The party rolled apart after a while and sat up, grinning at each other.
At this point Paavo returned from the bushes, alone. His hands were empty, and his body was bare: he had lost his own jumpsuit. “Damned monkey! Damned hussy!” he cried as, nude, he fled up the access ramp into the ship, with scarcely a glance at the relaxing revellers, too bound up in his own dereliction was he. Muthoni burst out laughing. From inside the ship an outraged Tanya berated the Finn in Russian, continuing her tirade till he was safely clad in silver-grey again . . .
Austin Faraday looked ever more remote and detached from events: a Captain absconditus. Jeremy regarded him with a wry sympathy. It wasn’t so much that discipline had collapsed as that there was no longer any context for Austin’s authority. This world had its own Captain, in Eden—who had switched a starship off and ordered revelry. Jeremy shrugged, and smiled lightly. Arguing with that Captain was no use. They would learn, they would learn.
Jeremy sighed.
Sean tapped him lightly on the arm. His eyes twinkled. “Surely not the post-coitus blues?”

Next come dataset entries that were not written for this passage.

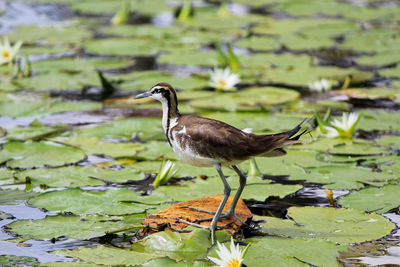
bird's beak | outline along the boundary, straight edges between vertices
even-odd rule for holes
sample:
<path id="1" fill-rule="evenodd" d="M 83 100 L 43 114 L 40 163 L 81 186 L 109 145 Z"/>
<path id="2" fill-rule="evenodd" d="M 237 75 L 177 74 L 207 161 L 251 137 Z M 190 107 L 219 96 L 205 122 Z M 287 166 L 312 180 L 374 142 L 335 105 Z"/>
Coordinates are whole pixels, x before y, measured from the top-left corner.
<path id="1" fill-rule="evenodd" d="M 142 93 L 142 94 L 138 94 L 137 96 L 135 96 L 135 99 L 138 99 L 138 98 L 145 98 L 145 97 L 149 97 L 149 96 L 151 96 L 151 93 L 150 93 L 150 92 L 144 92 L 144 93 Z"/>

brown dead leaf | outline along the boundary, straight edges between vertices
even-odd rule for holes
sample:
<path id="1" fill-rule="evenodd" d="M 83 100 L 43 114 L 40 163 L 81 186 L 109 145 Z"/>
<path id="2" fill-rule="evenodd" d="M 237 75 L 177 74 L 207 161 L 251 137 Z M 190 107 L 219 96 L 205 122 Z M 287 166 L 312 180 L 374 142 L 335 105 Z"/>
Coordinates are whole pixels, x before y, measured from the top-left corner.
<path id="1" fill-rule="evenodd" d="M 147 215 L 146 219 L 144 219 L 142 224 L 148 225 L 149 227 L 151 227 L 151 231 L 149 231 L 149 229 L 146 229 L 146 230 L 142 231 L 142 235 L 157 232 L 157 230 L 154 231 L 154 228 L 159 229 L 158 231 L 161 231 L 166 226 L 168 226 L 169 228 L 174 229 L 174 230 L 182 230 L 188 226 L 187 224 L 178 221 L 176 218 L 183 219 L 185 221 L 192 222 L 192 223 L 198 223 L 201 225 L 209 226 L 211 223 L 211 220 L 204 221 L 204 222 L 197 222 L 197 220 L 211 218 L 214 216 L 213 214 L 200 212 L 200 211 L 196 211 L 196 210 L 192 210 L 192 209 L 184 208 L 184 207 L 189 206 L 189 207 L 193 207 L 193 208 L 198 208 L 198 209 L 215 212 L 218 209 L 218 206 L 221 203 L 222 198 L 223 198 L 223 195 L 207 196 L 204 198 L 199 198 L 199 199 L 194 199 L 194 200 L 189 200 L 189 201 L 173 204 L 171 207 L 169 207 L 167 209 L 161 210 L 154 214 L 149 214 L 149 215 Z M 232 200 L 233 200 L 233 196 L 228 198 L 228 201 L 223 209 L 223 212 L 228 211 L 228 208 L 229 208 Z M 236 213 L 236 216 L 238 216 L 243 222 L 246 222 L 253 217 L 253 215 L 251 214 L 251 211 L 244 204 L 242 199 L 239 199 L 238 204 L 235 209 L 235 213 Z M 218 226 L 224 226 L 224 225 L 227 225 L 224 228 L 224 230 L 228 231 L 232 235 L 235 235 L 239 231 L 240 227 L 242 226 L 242 223 L 234 217 L 219 219 Z"/>

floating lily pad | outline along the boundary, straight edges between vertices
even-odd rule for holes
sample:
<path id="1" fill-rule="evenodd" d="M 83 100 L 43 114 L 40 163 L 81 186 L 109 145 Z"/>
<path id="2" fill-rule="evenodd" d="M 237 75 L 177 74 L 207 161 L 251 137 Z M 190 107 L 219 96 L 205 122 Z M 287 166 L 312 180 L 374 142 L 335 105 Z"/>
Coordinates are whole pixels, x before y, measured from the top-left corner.
<path id="1" fill-rule="evenodd" d="M 0 190 L 0 205 L 20 205 L 38 195 L 36 192 L 21 190 Z"/>
<path id="2" fill-rule="evenodd" d="M 44 125 L 40 125 L 38 127 L 13 127 L 7 128 L 7 136 L 4 138 L 6 140 L 37 140 L 41 139 L 40 137 L 47 136 L 50 134 L 60 133 L 67 128 L 64 127 L 47 127 Z"/>
<path id="3" fill-rule="evenodd" d="M 97 137 L 73 137 L 60 142 L 78 147 L 86 153 L 86 155 L 106 155 L 113 158 L 133 157 L 136 152 L 143 150 L 142 145 L 135 143 L 117 143 L 102 141 Z"/>
<path id="4" fill-rule="evenodd" d="M 283 198 L 300 190 L 301 185 L 282 185 L 282 184 L 247 184 L 244 188 L 242 198 L 246 200 L 265 201 L 268 197 Z"/>
<path id="5" fill-rule="evenodd" d="M 28 256 L 1 255 L 0 265 L 2 266 L 40 266 L 36 258 Z"/>
<path id="6" fill-rule="evenodd" d="M 262 231 L 268 235 L 317 238 L 339 244 L 375 240 L 390 234 L 395 227 L 385 217 L 356 209 L 291 207 L 288 216 L 293 221 L 273 217 L 258 219 L 267 221 L 262 224 Z"/>
<path id="7" fill-rule="evenodd" d="M 120 1 L 77 1 L 71 5 L 71 9 L 86 14 L 114 14 L 121 6 Z M 168 11 L 171 8 L 164 0 L 133 0 L 130 2 L 131 12 L 139 12 L 144 15 L 154 15 L 161 11 Z"/>
<path id="8" fill-rule="evenodd" d="M 158 267 L 158 266 L 163 266 L 163 267 L 211 267 L 214 266 L 212 264 L 208 264 L 204 261 L 194 261 L 194 262 L 187 262 L 187 261 L 174 261 L 168 257 L 165 258 L 157 258 L 157 259 L 152 259 L 141 266 L 143 267 Z"/>
<path id="9" fill-rule="evenodd" d="M 33 116 L 66 111 L 99 109 L 101 104 L 94 102 L 74 102 L 51 99 L 46 94 L 29 95 L 0 93 L 1 116 Z"/>
<path id="10" fill-rule="evenodd" d="M 340 48 L 364 52 L 397 50 L 400 44 L 398 32 L 389 29 L 375 29 L 353 32 L 346 36 Z"/>
<path id="11" fill-rule="evenodd" d="M 338 203 L 343 207 L 385 213 L 400 206 L 399 190 L 399 185 L 386 185 L 381 188 L 369 187 L 341 197 Z"/>
<path id="12" fill-rule="evenodd" d="M 147 142 L 146 144 L 143 145 L 143 150 L 137 153 L 135 157 L 141 160 L 152 160 L 152 161 L 161 158 L 171 159 L 171 160 L 178 159 L 178 156 L 174 153 L 168 142 L 160 142 L 160 141 Z M 143 166 L 143 164 L 145 164 L 146 167 Z M 152 164 L 155 164 L 155 166 L 151 167 Z M 159 165 L 158 162 L 150 163 L 150 165 L 146 162 L 143 162 L 143 163 L 138 163 L 133 167 L 138 169 L 145 167 L 144 168 L 145 171 L 153 171 L 153 170 L 158 170 L 157 169 L 158 167 L 156 167 L 157 165 Z M 147 166 L 150 166 L 150 168 L 148 168 Z"/>
<path id="13" fill-rule="evenodd" d="M 199 99 L 190 102 L 195 108 L 225 111 L 263 111 L 266 107 L 289 103 L 299 98 L 299 93 L 289 89 L 274 87 L 253 87 L 238 93 L 224 93 L 214 97 L 214 101 Z"/>
<path id="14" fill-rule="evenodd" d="M 29 178 L 32 186 L 79 187 L 104 185 L 105 182 L 122 183 L 128 180 L 140 180 L 144 178 L 144 175 L 131 169 L 113 170 L 92 166 L 68 166 L 27 170 L 17 173 L 16 178 L 15 182 L 25 182 Z"/>
<path id="15" fill-rule="evenodd" d="M 366 131 L 398 131 L 400 130 L 398 115 L 396 112 L 385 110 L 364 110 L 363 118 L 357 127 Z"/>
<path id="16" fill-rule="evenodd" d="M 180 66 L 218 66 L 218 55 L 216 52 L 204 51 L 175 51 L 163 54 L 157 58 L 159 64 Z"/>
<path id="17" fill-rule="evenodd" d="M 89 239 L 103 236 L 112 230 L 140 225 L 144 218 L 144 214 L 124 217 L 56 215 L 40 220 L 18 220 L 7 225 L 7 228 L 25 238 L 48 240 L 66 236 L 73 239 Z"/>
<path id="18" fill-rule="evenodd" d="M 272 51 L 280 47 L 277 40 L 264 36 L 252 36 L 235 43 L 235 45 L 256 51 Z"/>
<path id="19" fill-rule="evenodd" d="M 100 264 L 102 266 L 133 266 L 145 263 L 157 257 L 147 253 L 106 246 L 97 246 L 93 248 L 81 246 L 74 250 L 56 250 L 55 253 L 78 258 L 90 264 Z"/>
<path id="20" fill-rule="evenodd" d="M 100 32 L 121 37 L 142 37 L 142 38 L 167 38 L 176 37 L 182 33 L 180 27 L 155 27 L 154 25 L 113 25 L 99 29 Z"/>
<path id="21" fill-rule="evenodd" d="M 139 137 L 142 140 L 165 140 L 161 118 L 116 119 L 104 124 L 76 129 L 80 137 L 99 137 L 102 139 L 129 140 Z"/>
<path id="22" fill-rule="evenodd" d="M 84 158 L 85 154 L 80 149 L 49 141 L 13 141 L 4 144 L 0 150 L 0 162 L 7 162 L 10 168 L 62 166 Z"/>
<path id="23" fill-rule="evenodd" d="M 317 239 L 300 238 L 249 238 L 250 247 L 244 258 L 247 266 L 333 266 L 340 251 L 348 246 Z M 284 250 L 282 248 L 285 248 Z"/>
<path id="24" fill-rule="evenodd" d="M 10 41 L 24 40 L 30 43 L 80 45 L 83 40 L 92 37 L 92 33 L 83 25 L 76 26 L 18 26 L 9 34 Z"/>
<path id="25" fill-rule="evenodd" d="M 58 212 L 124 215 L 142 213 L 168 200 L 169 198 L 160 192 L 153 192 L 150 196 L 140 196 L 140 193 L 127 188 L 109 189 L 103 192 L 74 188 L 43 193 L 29 203 Z"/>
<path id="26" fill-rule="evenodd" d="M 217 233 L 217 240 L 228 239 L 225 231 Z M 163 232 L 152 234 L 133 243 L 130 249 L 158 257 L 168 256 L 174 260 L 201 260 L 205 258 L 210 245 L 210 232 L 207 230 L 196 229 L 191 233 L 180 234 L 167 228 Z"/>

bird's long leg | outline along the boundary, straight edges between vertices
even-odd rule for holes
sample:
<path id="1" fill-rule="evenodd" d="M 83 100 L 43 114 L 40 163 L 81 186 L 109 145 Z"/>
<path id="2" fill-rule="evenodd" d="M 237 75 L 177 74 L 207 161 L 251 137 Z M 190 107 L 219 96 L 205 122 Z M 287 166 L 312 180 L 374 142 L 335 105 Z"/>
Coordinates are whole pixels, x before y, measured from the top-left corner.
<path id="1" fill-rule="evenodd" d="M 217 212 L 214 215 L 214 218 L 211 221 L 210 224 L 210 230 L 211 230 L 211 243 L 214 245 L 215 244 L 215 228 L 217 227 L 218 220 L 221 216 L 222 210 L 225 207 L 226 201 L 228 200 L 229 195 L 231 194 L 231 187 L 229 186 L 228 182 L 225 179 L 225 176 L 221 170 L 221 164 L 215 164 L 214 167 L 217 169 L 217 172 L 219 176 L 221 177 L 222 182 L 224 183 L 224 198 L 222 199 L 221 203 L 219 204 L 219 207 L 217 209 Z"/>
<path id="2" fill-rule="evenodd" d="M 240 195 L 243 192 L 243 189 L 246 185 L 246 176 L 239 170 L 239 168 L 235 165 L 232 165 L 233 170 L 239 175 L 239 188 L 235 194 L 235 197 L 228 209 L 227 213 L 224 213 L 220 216 L 220 218 L 229 218 L 229 217 L 235 217 L 237 220 L 240 221 L 240 223 L 242 223 L 243 225 L 246 225 L 246 223 L 244 221 L 242 221 L 238 216 L 235 215 L 235 209 L 236 209 L 236 205 L 237 202 L 239 201 Z M 194 208 L 194 207 L 188 207 L 188 206 L 184 206 L 182 208 L 188 208 L 188 209 L 192 209 L 195 211 L 200 211 L 200 212 L 205 212 L 205 213 L 209 213 L 209 214 L 216 214 L 215 211 L 208 211 L 208 210 L 203 210 L 203 209 L 199 209 L 199 208 Z M 203 221 L 210 221 L 211 219 L 214 218 L 205 218 L 205 219 L 198 219 L 197 222 L 203 222 Z"/>
<path id="3" fill-rule="evenodd" d="M 236 167 L 236 165 L 232 165 L 232 168 L 239 175 L 239 188 L 236 191 L 235 197 L 232 200 L 228 212 L 226 213 L 227 217 L 232 217 L 235 215 L 236 205 L 239 201 L 240 195 L 242 194 L 244 187 L 246 186 L 246 180 L 247 180 L 246 176 L 239 170 L 238 167 Z"/>

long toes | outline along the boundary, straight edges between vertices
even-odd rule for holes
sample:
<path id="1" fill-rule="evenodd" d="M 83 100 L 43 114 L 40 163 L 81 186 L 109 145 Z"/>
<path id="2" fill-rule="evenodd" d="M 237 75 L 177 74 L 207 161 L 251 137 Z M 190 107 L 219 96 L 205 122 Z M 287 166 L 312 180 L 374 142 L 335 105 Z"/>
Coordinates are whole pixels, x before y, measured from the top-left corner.
<path id="1" fill-rule="evenodd" d="M 194 211 L 199 211 L 199 212 L 204 212 L 204 213 L 208 213 L 208 214 L 215 214 L 215 211 L 204 210 L 204 209 L 199 209 L 199 208 L 190 207 L 190 206 L 182 206 L 182 207 L 180 207 L 180 208 L 186 208 L 186 209 L 190 209 L 190 210 L 194 210 Z"/>
<path id="2" fill-rule="evenodd" d="M 203 229 L 208 229 L 208 226 L 205 226 L 205 225 L 201 225 L 201 224 L 198 224 L 198 223 L 192 223 L 192 222 L 186 221 L 186 220 L 181 219 L 181 218 L 175 218 L 175 219 L 178 220 L 181 223 L 186 223 L 187 225 L 191 225 L 191 226 L 198 227 L 198 228 L 203 228 Z"/>

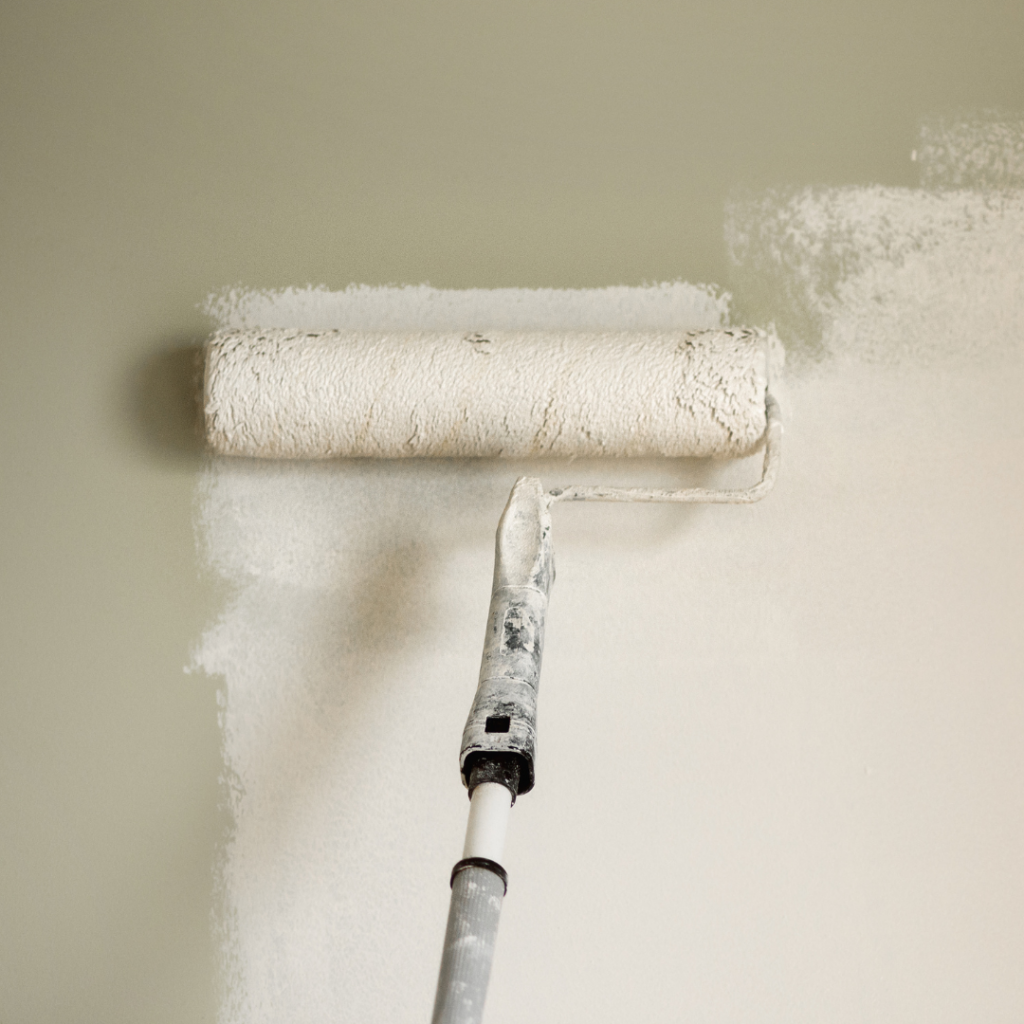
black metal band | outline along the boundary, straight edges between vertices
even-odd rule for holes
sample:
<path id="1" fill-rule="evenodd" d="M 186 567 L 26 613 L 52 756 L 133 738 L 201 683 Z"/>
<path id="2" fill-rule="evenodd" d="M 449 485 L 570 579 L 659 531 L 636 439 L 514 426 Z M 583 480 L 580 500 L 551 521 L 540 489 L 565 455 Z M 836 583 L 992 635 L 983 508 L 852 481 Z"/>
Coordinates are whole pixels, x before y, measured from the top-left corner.
<path id="1" fill-rule="evenodd" d="M 466 759 L 466 788 L 469 790 L 470 799 L 473 798 L 473 790 L 477 786 L 485 782 L 497 782 L 512 794 L 514 807 L 523 777 L 523 764 L 523 758 L 519 754 L 471 754 Z"/>
<path id="2" fill-rule="evenodd" d="M 452 887 L 455 886 L 455 876 L 460 871 L 465 871 L 466 868 L 483 868 L 486 871 L 490 871 L 492 874 L 497 875 L 501 879 L 501 884 L 505 886 L 505 892 L 502 895 L 504 896 L 508 892 L 508 873 L 496 860 L 490 860 L 488 857 L 466 857 L 460 860 L 452 868 L 452 879 L 449 883 Z"/>

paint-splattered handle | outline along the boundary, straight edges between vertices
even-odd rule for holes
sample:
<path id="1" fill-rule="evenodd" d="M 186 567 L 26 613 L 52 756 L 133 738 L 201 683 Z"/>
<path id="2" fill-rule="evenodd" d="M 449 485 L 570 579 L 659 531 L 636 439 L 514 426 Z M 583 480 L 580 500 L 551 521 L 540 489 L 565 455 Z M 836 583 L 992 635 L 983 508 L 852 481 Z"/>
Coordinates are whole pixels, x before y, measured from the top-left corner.
<path id="1" fill-rule="evenodd" d="M 444 936 L 432 1024 L 480 1024 L 491 976 L 503 878 L 490 867 L 459 863 Z"/>
<path id="2" fill-rule="evenodd" d="M 539 480 L 521 477 L 498 524 L 480 680 L 459 755 L 470 790 L 474 767 L 509 762 L 516 766 L 513 797 L 533 788 L 544 619 L 555 575 L 549 504 Z"/>

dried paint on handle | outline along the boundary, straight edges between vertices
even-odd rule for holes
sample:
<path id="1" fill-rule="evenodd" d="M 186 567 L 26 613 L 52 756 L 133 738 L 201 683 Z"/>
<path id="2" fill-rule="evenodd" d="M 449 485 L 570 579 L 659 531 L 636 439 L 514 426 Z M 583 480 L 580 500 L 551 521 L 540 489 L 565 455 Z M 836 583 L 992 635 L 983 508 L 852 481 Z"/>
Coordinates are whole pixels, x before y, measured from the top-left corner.
<path id="1" fill-rule="evenodd" d="M 467 786 L 474 763 L 497 756 L 519 762 L 516 792 L 533 788 L 537 686 L 555 575 L 549 503 L 539 480 L 521 477 L 498 522 L 480 678 L 459 754 Z"/>

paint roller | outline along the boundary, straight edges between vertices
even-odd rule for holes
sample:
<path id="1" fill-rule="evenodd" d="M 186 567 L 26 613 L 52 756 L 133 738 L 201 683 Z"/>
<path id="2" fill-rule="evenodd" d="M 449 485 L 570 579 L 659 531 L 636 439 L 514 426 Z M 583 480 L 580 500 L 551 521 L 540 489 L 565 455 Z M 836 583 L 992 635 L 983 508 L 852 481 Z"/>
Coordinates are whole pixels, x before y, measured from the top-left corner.
<path id="1" fill-rule="evenodd" d="M 254 458 L 737 458 L 745 489 L 512 488 L 498 524 L 476 695 L 459 769 L 470 797 L 451 874 L 433 1024 L 479 1024 L 508 876 L 505 832 L 535 782 L 537 691 L 559 501 L 748 503 L 772 487 L 781 348 L 750 329 L 380 333 L 221 331 L 206 349 L 206 436 Z"/>

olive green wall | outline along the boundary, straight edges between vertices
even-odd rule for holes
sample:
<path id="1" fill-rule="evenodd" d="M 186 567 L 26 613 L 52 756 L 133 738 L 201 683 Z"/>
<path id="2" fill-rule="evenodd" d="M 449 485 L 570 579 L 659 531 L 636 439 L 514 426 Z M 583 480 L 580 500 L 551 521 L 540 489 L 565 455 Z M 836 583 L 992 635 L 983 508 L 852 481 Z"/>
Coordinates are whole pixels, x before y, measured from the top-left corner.
<path id="1" fill-rule="evenodd" d="M 723 206 L 1024 108 L 1006 2 L 0 9 L 0 1016 L 216 1013 L 207 293 L 728 285 Z"/>

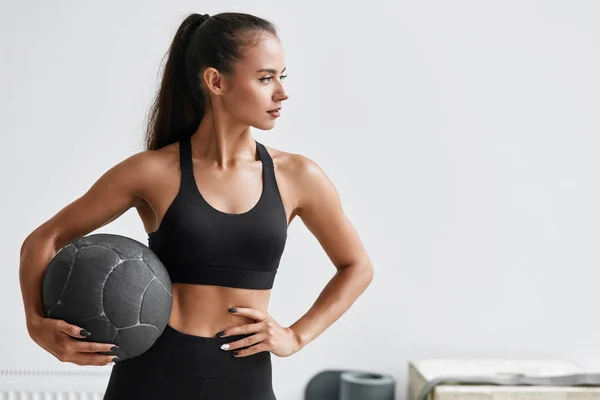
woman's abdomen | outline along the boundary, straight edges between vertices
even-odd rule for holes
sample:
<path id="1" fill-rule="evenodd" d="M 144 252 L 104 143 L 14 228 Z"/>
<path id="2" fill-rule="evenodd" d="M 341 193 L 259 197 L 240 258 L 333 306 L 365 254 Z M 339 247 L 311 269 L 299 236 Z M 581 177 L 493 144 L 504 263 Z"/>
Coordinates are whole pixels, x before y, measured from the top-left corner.
<path id="1" fill-rule="evenodd" d="M 195 336 L 214 337 L 217 332 L 255 323 L 228 310 L 250 307 L 267 312 L 271 290 L 239 289 L 173 283 L 173 308 L 169 325 Z"/>

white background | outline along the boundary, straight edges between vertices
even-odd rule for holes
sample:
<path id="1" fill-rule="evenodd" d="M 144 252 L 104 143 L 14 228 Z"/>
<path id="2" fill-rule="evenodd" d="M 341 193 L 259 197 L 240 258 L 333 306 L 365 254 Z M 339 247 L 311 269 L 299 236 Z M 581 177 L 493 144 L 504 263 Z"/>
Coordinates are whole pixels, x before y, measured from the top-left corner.
<path id="1" fill-rule="evenodd" d="M 600 2 L 3 1 L 0 368 L 74 367 L 27 335 L 22 241 L 142 150 L 177 27 L 223 11 L 279 28 L 290 99 L 254 137 L 323 168 L 375 269 L 273 356 L 279 398 L 323 369 L 393 374 L 403 398 L 431 357 L 598 365 Z M 133 209 L 97 232 L 147 240 Z M 271 314 L 292 324 L 334 271 L 296 219 Z"/>

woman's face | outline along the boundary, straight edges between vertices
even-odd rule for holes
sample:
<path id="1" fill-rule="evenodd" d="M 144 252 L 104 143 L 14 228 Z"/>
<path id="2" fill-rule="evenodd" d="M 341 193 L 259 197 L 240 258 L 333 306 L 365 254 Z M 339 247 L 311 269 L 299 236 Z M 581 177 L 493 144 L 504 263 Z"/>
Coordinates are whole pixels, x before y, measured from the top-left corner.
<path id="1" fill-rule="evenodd" d="M 282 82 L 284 71 L 281 42 L 264 34 L 256 47 L 246 48 L 244 58 L 238 61 L 235 73 L 228 78 L 222 96 L 225 111 L 257 129 L 272 129 L 278 116 L 268 111 L 281 107 L 288 98 Z"/>

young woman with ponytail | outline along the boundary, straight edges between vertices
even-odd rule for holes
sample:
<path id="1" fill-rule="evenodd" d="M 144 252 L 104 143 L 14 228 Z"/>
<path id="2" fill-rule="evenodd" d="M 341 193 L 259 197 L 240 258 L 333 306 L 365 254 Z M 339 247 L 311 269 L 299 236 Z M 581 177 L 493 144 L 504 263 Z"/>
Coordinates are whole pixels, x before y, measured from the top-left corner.
<path id="1" fill-rule="evenodd" d="M 56 249 L 135 207 L 169 271 L 168 325 L 142 355 L 115 360 L 105 400 L 275 399 L 271 354 L 300 351 L 371 282 L 369 257 L 325 173 L 307 157 L 252 138 L 251 127 L 270 130 L 280 116 L 284 72 L 272 23 L 243 13 L 189 15 L 168 51 L 146 149 L 26 239 L 29 333 L 78 365 L 114 356 L 100 353 L 106 344 L 76 340 L 78 327 L 42 317 L 40 277 Z M 267 309 L 296 216 L 336 273 L 308 312 L 283 327 Z"/>

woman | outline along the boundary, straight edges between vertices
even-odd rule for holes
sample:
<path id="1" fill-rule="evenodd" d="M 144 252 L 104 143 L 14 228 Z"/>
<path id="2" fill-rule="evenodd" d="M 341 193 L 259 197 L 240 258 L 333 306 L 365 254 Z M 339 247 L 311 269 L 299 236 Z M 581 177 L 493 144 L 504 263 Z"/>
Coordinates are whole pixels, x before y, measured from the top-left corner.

“Hardly! Not in these Gardens—though believe me, you can get quite ice-blue in Hell! No, it’s just remembering . . . what’s bothering Austin. Melancholy memories, for little old me. If I can’t forget where I came from, you see, I can’t quite arrive anywhere else ...” The cloud passed; Jeremy grinned raflishly. “Still, we all had a sweet little forgetting just now!”
“I have decided,” began Austin, when Tanya and Paavo had rejoined them all in the open. He stood there, hands on hips, saying nothing more for a while after his great pronouncement.